H. Pylori Symptoms in Children
Children can carry H. pylori too, and they’re even less likely than adults to show symptoms. Only about 5% to 10% of infected children develop noticeable problems. When they do, the pattern is similar: a dull or burning stomach pain that shows up a few hours after meals and at night, along with nausea, bloating, and burping. Because kids may not articulate these symptoms clearly, recurring stomach complaints that come and go over weeks deserve attention.
Getting Tested
Because H. pylori symptoms mimic so many other digestive issues, you can’t diagnose the infection based on symptoms alone. The most accurate noninvasive test is the urea breath test, which detects the bacteria’s activity in your stomach with about 94% sensitivity. You drink a solution, breathe into a collection bag, and the lab checks for a chemical signature that H. pylori produces. Results are typically available quickly.
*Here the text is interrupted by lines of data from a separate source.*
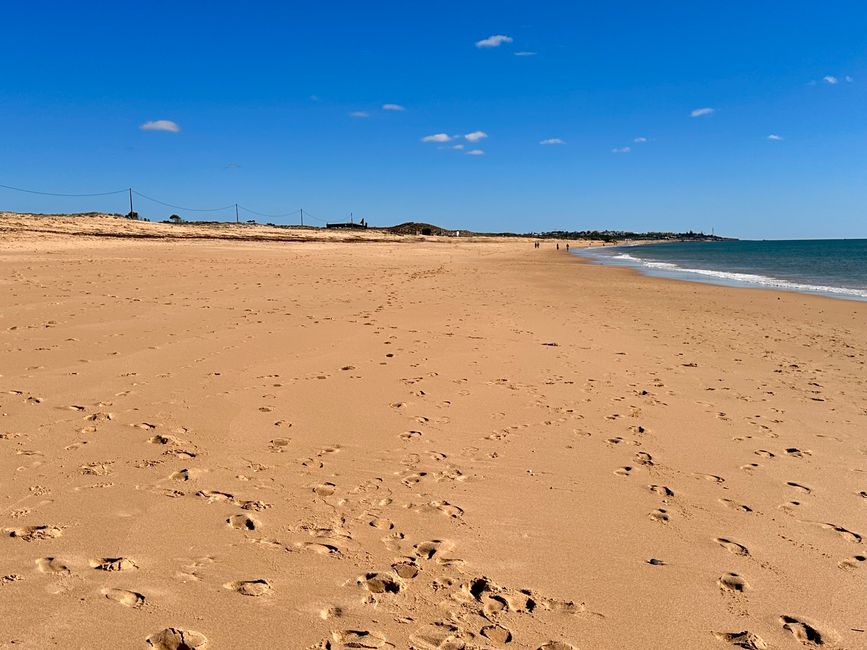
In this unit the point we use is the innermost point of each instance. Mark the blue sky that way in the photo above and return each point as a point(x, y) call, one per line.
point(264, 97)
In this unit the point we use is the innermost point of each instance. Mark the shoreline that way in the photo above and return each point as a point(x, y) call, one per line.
point(716, 277)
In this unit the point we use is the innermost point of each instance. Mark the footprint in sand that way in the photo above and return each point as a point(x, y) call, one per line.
point(799, 487)
point(853, 562)
point(356, 639)
point(214, 496)
point(745, 639)
point(278, 445)
point(848, 535)
point(496, 633)
point(124, 597)
point(325, 489)
point(52, 565)
point(173, 638)
point(802, 631)
point(431, 549)
point(186, 475)
point(643, 458)
point(249, 587)
point(732, 582)
point(379, 583)
point(406, 569)
point(734, 505)
point(381, 524)
point(732, 547)
point(437, 635)
point(322, 548)
point(713, 478)
point(243, 522)
point(114, 564)
point(161, 439)
point(34, 533)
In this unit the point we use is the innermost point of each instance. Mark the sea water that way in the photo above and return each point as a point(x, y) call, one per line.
point(831, 267)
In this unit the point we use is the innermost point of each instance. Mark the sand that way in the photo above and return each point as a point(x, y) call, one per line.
point(419, 444)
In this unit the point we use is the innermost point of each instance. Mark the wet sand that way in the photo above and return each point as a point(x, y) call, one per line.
point(424, 444)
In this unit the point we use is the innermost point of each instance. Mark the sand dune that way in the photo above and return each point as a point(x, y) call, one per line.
point(462, 444)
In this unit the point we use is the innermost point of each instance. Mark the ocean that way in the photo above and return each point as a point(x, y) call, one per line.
point(830, 267)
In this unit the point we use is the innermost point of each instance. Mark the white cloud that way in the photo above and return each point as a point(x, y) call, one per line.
point(437, 137)
point(475, 136)
point(161, 125)
point(494, 41)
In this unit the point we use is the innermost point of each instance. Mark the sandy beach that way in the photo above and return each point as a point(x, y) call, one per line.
point(417, 443)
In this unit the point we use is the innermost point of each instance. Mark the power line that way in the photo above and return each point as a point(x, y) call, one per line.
point(180, 207)
point(315, 218)
point(171, 205)
point(21, 189)
point(270, 216)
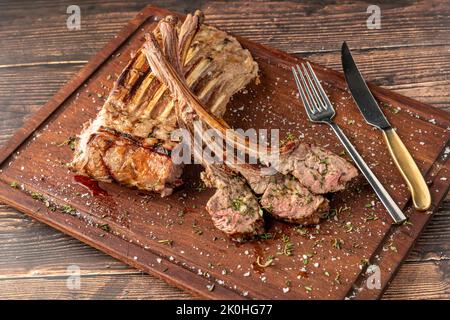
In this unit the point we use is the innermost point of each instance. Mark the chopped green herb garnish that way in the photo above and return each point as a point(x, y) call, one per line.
point(166, 241)
point(68, 209)
point(37, 196)
point(337, 243)
point(337, 279)
point(266, 236)
point(68, 142)
point(266, 264)
point(288, 247)
point(197, 229)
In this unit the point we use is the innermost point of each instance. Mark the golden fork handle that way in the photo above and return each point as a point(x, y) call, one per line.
point(405, 163)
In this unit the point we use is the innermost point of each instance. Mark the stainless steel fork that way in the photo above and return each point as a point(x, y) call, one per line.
point(319, 109)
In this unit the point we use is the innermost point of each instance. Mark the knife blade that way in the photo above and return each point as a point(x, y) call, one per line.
point(361, 93)
point(373, 115)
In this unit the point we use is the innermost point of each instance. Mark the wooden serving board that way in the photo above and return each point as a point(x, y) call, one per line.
point(326, 263)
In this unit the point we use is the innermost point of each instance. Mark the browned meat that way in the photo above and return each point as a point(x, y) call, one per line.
point(319, 170)
point(233, 208)
point(283, 196)
point(286, 199)
point(141, 108)
point(119, 158)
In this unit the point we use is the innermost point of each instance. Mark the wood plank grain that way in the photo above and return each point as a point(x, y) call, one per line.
point(425, 280)
point(111, 286)
point(425, 77)
point(27, 267)
point(294, 27)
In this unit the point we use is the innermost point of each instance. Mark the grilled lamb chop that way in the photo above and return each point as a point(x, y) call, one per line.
point(234, 209)
point(129, 139)
point(283, 196)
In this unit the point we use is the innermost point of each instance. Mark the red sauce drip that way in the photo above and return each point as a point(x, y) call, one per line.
point(91, 185)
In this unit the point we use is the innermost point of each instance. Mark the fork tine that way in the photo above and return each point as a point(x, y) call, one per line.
point(302, 92)
point(324, 96)
point(313, 104)
point(320, 104)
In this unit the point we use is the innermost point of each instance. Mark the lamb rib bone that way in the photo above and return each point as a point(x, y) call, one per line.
point(233, 208)
point(133, 128)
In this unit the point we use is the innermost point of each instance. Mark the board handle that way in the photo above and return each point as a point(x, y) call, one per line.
point(405, 163)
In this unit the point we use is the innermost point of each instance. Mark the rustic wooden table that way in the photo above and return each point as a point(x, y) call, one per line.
point(410, 54)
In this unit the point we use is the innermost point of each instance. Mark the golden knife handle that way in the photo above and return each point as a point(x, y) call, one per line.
point(409, 170)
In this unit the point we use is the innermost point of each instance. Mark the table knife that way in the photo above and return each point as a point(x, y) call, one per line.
point(373, 115)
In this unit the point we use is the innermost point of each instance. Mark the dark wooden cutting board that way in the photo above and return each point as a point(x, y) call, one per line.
point(327, 262)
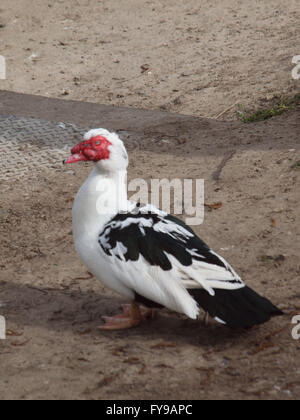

A stool antigen test is another common option, with roughly 83% sensitivity. Blood tests that look for antibodies are also available but are slightly less reliable because they can stay positive long after the infection has been cleared, making them less useful for confirming an active infection. If your doctor suspects an ulcer or needs a closer look, an endoscopy with a tissue biopsy provides the most definitive answer.
If you’ve been dealing with recurring stomach pain that worsens on an empty stomach, persistent bloating, or frequent burping that doesn’t have an obvious explanation, testing for H. pylori is a straightforward next step. The infection is treatable, and clearing it resolves symptoms for most people while significantly reducing the risk of ulcers and other complications down the line.